Terni – Sorpreso a spacciare due dosi di cocaina, nei guai un trentenne dominicano.
Carabinieri
“Nel corso del tardo pomeriggio di ieri a Terni, in via Piemonte, nell’ambito di un’attività finalizzata alla repressione del traffico di sostanze stupefacenti, i carabinieri della sezione operativa del locale comando compagnia hanno proceduto all’arresto in flagranza di reato per “spaccio di sostanze stupefacenti” di un cittadino trentenne dominicano – si legge nella nota dell’arma -, il quale è stato sorpreso nell’atto di cedere due dosi di sostanza stupefacente, del tipo cocaina per un peso di circa un grammo, ad un uomo italiano che è stato segnalato alla locale Prefettura quale assuntore”.

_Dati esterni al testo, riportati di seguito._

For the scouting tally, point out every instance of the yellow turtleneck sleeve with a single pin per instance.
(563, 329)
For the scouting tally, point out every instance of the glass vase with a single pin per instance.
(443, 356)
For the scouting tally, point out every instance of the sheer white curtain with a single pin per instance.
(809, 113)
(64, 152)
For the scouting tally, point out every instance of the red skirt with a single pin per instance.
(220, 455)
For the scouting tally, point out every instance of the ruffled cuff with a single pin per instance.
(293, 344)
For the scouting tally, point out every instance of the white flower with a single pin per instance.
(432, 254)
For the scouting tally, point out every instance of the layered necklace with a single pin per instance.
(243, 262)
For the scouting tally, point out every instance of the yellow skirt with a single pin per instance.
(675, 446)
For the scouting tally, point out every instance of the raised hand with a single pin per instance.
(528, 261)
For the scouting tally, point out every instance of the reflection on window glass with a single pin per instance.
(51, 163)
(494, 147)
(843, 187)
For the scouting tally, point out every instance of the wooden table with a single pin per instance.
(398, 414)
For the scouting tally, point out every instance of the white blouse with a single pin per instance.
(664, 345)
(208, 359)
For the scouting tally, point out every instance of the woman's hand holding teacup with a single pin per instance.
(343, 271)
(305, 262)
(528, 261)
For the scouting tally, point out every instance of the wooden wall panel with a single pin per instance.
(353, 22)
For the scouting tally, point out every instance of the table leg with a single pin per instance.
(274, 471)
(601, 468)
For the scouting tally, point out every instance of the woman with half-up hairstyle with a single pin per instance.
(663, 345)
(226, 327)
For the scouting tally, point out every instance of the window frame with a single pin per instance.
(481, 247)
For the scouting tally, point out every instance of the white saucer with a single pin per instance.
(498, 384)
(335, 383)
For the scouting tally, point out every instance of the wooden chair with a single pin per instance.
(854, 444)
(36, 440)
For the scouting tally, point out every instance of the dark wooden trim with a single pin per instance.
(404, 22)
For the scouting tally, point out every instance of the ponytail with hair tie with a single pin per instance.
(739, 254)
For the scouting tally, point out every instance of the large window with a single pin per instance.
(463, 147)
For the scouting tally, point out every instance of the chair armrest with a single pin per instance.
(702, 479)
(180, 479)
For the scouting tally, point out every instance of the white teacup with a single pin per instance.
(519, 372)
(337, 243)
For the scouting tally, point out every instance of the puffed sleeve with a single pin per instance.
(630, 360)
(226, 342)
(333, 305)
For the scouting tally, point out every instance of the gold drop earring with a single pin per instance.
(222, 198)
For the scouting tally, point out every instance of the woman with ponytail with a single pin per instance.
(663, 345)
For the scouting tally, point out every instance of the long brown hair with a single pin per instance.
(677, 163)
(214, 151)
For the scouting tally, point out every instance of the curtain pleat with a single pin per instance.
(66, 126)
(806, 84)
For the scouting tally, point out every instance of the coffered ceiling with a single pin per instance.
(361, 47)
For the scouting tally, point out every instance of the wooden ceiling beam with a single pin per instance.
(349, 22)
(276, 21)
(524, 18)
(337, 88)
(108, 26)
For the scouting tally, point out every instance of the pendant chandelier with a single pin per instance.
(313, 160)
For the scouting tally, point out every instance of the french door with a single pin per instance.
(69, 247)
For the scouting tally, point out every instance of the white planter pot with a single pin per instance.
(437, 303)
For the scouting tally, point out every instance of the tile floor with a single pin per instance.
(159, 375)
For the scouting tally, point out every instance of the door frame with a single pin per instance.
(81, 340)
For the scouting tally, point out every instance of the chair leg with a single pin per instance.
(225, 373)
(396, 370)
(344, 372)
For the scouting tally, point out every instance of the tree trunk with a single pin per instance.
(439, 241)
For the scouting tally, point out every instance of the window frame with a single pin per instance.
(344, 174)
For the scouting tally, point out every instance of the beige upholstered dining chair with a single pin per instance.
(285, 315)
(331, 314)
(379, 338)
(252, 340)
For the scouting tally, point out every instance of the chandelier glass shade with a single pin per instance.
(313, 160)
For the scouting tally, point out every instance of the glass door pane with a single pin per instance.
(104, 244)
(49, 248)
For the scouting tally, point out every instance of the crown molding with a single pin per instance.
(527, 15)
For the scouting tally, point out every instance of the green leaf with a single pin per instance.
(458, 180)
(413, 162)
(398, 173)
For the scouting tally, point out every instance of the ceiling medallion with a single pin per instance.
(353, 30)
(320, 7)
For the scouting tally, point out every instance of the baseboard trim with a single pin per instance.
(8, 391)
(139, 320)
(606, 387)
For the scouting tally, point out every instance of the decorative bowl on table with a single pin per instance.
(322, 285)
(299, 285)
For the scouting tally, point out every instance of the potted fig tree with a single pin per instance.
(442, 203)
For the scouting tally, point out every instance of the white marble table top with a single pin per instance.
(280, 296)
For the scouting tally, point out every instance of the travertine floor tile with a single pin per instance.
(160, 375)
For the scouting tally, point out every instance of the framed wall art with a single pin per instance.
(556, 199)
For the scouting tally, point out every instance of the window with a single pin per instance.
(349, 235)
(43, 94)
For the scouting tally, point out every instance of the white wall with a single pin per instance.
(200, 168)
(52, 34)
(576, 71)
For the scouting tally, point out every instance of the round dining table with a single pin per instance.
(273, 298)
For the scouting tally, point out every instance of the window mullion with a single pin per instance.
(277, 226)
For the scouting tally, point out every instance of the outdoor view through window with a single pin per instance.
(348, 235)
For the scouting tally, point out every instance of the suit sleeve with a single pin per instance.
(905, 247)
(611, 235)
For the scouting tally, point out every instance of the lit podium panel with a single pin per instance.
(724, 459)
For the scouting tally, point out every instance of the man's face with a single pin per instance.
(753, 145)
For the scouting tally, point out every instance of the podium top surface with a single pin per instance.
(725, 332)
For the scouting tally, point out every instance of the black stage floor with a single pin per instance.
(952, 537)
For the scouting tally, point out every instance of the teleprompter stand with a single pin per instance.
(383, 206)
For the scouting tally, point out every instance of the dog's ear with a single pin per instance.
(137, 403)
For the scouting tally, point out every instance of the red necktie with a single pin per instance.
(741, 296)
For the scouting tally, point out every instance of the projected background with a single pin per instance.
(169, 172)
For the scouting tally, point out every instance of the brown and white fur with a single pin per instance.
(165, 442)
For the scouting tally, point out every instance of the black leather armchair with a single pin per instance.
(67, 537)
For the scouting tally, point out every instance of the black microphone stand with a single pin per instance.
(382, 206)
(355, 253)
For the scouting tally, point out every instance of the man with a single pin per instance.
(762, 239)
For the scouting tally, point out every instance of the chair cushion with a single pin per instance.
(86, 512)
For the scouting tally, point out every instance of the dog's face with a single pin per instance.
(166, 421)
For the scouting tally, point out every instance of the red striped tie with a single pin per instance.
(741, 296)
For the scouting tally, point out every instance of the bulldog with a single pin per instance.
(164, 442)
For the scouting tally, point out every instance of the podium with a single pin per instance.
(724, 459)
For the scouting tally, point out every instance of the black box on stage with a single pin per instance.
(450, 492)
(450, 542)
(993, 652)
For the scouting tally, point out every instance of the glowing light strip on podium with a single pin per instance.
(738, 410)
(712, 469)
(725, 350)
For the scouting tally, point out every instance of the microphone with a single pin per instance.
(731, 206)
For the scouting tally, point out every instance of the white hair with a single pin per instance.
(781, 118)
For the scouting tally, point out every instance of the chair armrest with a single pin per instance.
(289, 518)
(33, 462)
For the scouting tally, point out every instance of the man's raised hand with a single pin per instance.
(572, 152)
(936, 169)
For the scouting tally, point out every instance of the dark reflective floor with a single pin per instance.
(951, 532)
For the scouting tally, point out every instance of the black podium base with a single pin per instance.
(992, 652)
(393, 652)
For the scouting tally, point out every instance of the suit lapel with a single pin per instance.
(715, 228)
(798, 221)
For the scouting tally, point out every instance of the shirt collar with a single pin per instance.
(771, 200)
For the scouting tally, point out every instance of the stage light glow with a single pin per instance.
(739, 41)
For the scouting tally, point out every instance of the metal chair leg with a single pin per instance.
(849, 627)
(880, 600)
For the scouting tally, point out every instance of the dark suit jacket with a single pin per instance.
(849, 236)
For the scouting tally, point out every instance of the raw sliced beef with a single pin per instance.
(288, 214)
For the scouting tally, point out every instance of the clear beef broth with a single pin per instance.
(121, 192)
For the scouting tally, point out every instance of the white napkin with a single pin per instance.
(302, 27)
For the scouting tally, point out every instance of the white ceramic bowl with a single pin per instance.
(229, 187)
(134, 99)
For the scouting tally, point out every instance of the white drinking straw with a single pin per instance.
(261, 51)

“A seguito della perquisizione personale e domiciliare a carico dell’arrestato – prosegue la nota -, sono state rinvenute e sottoposte a sequestro 13 dosi della medesima sostanza, per un totale di poco inferiore ai trenta grammi, già confezionate e pronte per lo spaccio, nonché una somma in denaro contante pari a 70€. L’uomo è stato posto agli arresti domiciliari”.
Amelia – La droga e la mazza sequestrate
Sempre ieri, ad Amelia, un ventenne di origini albanesi è stato segnalato denunciato per “possesso ingiustificato di armi, oggetti o strumenti atti ad offendere”.
“Il personale del nucleo operativo e radiomobile del locale comando compagnia carabinieri a conclusione di specifiche indagini, ha deferito alla competente autorità giudiziaria ternana per il reato di “possesso ingiustificato di armi, oggetti o strumenti atti ad offendere” un cittadino ventenne albanese e segnalato alla competente Prefettura quale assuntore un giovane narnese anch’egli ventenne” spiegano i militari.
“I carabinieri, intorno alle ore 04.00 della mattina, in via Roma di Amelia durante il controllo di un’autovettura di proprietà del narnese, rinvenivano nella sua disponibilità una minima quantità di cocaina occultata sotto il tappetino e, sul sedile posteriore, una mazza da baseball di cui l’albanese se ne assumeva la proprietà. Lo stupefacente e la mazza sono state sottoposte a sequestro” conclude la nota.
Presunzione di innocenza
Per indagato si intende semplicemente una persona nei confronti della quale vengono svolte indagini preliminari in un procedimento penale.
Nel sistema penale italiano vige la presunzione di innocenza fino al terzo grado di giudizio. Presunzione di innocenza che si basa sull’articolo 27 della costituzione italiana secondo il quale una persona “non è considerata colpevole sino alla condanna definitiva”.